Cuántos milímetros llovieron

De acuerdo con los registros disponibles, en pocas horas cayeron hasta 60 milímetros de lluvia, una cifra significativa para Mendoza. Ese volumen representa cerca del 20% del promedio anual de precipitaciones en algunas zonas de la provincia, concentrado en un solo evento.

Este nivel de lluvia, habitual en regiones más húmedas del país, resulta crítico en un territorio árido, con suelos de baja permeabilidad y una infraestructura urbana que no está diseñada para absorber grandes caudales en tan corto tiempo.

Consecuencias inmediatas del temporal

El impacto de las lluvias se reflejó en calles anegadas, viviendas inundadas, rutas cortadas y caída de árboles, además de interrupciones en el suministro eléctrico y complicaciones en el transporte público.
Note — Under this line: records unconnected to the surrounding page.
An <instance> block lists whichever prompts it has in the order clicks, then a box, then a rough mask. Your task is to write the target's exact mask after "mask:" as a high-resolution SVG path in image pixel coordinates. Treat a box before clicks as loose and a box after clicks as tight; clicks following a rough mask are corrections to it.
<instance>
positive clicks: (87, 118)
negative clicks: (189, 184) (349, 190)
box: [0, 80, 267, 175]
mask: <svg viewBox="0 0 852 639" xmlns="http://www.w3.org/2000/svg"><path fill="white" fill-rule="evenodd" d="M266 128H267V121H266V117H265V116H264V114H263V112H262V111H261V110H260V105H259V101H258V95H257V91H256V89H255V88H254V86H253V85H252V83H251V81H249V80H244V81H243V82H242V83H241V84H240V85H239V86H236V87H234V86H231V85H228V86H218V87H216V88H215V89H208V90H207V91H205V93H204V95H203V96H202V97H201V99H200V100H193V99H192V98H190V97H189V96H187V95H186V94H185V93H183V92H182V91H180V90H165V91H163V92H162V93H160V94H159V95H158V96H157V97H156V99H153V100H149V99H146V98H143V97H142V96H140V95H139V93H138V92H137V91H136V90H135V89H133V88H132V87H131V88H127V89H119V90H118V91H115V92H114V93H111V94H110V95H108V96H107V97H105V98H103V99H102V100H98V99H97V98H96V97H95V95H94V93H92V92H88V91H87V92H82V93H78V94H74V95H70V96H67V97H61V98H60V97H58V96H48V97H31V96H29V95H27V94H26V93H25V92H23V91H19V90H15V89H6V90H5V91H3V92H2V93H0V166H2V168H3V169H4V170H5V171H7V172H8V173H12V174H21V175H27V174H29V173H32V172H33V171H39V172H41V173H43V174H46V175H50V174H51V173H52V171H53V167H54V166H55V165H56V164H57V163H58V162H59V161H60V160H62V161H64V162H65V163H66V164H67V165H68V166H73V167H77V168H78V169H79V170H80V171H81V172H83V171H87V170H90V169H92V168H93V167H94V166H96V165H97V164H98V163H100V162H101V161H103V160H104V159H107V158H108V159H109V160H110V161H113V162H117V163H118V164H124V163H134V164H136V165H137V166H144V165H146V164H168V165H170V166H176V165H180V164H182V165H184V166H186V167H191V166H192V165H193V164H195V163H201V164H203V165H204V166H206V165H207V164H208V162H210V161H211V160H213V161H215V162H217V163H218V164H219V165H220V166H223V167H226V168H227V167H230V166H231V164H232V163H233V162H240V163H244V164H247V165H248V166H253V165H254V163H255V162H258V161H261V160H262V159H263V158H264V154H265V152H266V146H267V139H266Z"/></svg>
En algunos departamentos se reportaron decenas de viviendas afectadas y numerosos incidentes vinculados a la acumulación de agua y el viento.

La combinación de lluvia intensa, ráfagas fuertes y, en algunos sectores, caída de granizo, agravó la situación y obligó a desplegar operativos de asistencia y prevención.

Cambio climático y falta de planificación

Las inundaciones en Mendoza no pueden explicarse únicamente por la cantidad de lluvia caída. El avance de la urbanización sobre zonas aluvionales, la impermeabilización del suelo y la falta de adaptación de la infraestructura pluvial amplifican los efectos de estos eventos extremos.

El cambio climático está modificando el régimen de precipitaciones: menos lluvias distribuidas a lo largo del año, pero tormentas más intensas y concentradas. En ese contexto, el agua aparece de forma repentina, sin posibilidad de ser absorbida ni aprovechada.

Un desafío urgente para una provincia árida

El temporal dejó en evidencia que en Mendoza el problema ya no es solo la sequía. La provincia enfrenta el desafío de gestionar tanto la escasez como el exceso de agua. El ordenamiento territorial, la protección de cauces, la mejora de la infraestructura pluvial y las soluciones basadas en la naturaleza serán claves para reducir el impacto de futuras inundaciones.

En una región donde cada gota es valiosa, aprender a convivir con estos extremos climáticos ya no es una opción, sino una necesidad urgente.